Recommendation: The firm should formalise a three-tier pricing matrix — Direct, Broker, Competitor — with documented spread bands for each tier, enabling real-time flagging of out-of-band transactions and providing a defensible audit trail for CBN and internal compliance reviews.

10. Limitations & Further Work

Short time period — 8 weeks only; a 12-month dataset would reveal seasonal patterns.
No customer IDs — impossible to compute customer lifetime value or concentration risk.
No cost-side data — without interbank purchase rates, actual spread cannot be computed.
Small EUR/GBP sub-samples — fewer than 20 observations per currency limits statistical power.
Regression endogeneity — a two-stage model using the CBN reference rate as instrument would produce cleaner causal estimates.

References

Adi, B. (2026). AI-powered business analytics: A practical textbook for data-driven decision making. Lagos Business School / markanalytics.online. https://markanalytics.online

Ezekiel, O. A. (2026). FX transaction records, April–May 2026 [Dataset]. Collected from internal deal-management system, Lagos, Nigeria.

R Core Team. (2024). R: A language and environment for statistical computing (Version 4.4). R Foundation for Statistical Computing. https://www.R-project.org/

Wickham, H. et al. (2019). Welcome to the tidyverse. Journal of Open Source Software, 4(43), 1686. https://doi.org/10.21105/joss.01686

Wickham, H. (2016). ggplot2: Elegant graphics for data analysis. Springer.

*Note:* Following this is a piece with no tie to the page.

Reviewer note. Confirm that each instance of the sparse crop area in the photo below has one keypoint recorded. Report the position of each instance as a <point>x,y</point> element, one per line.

Appendix: AI Usage Statement

Claude (Anthropic, 2025) was used to assist with structuring the Quarto document template and generating code scaffolds. All analytical decisions — the choice of Case Study 1, the selection of Kruskal-Wallis over ANOVA, the decision to log-transform variables in the regression, the interpretation of channel-level pricing differences, and the integrated recommendation — were made independently by the author based on professional judgement and familiarity with the firm’s FX operations.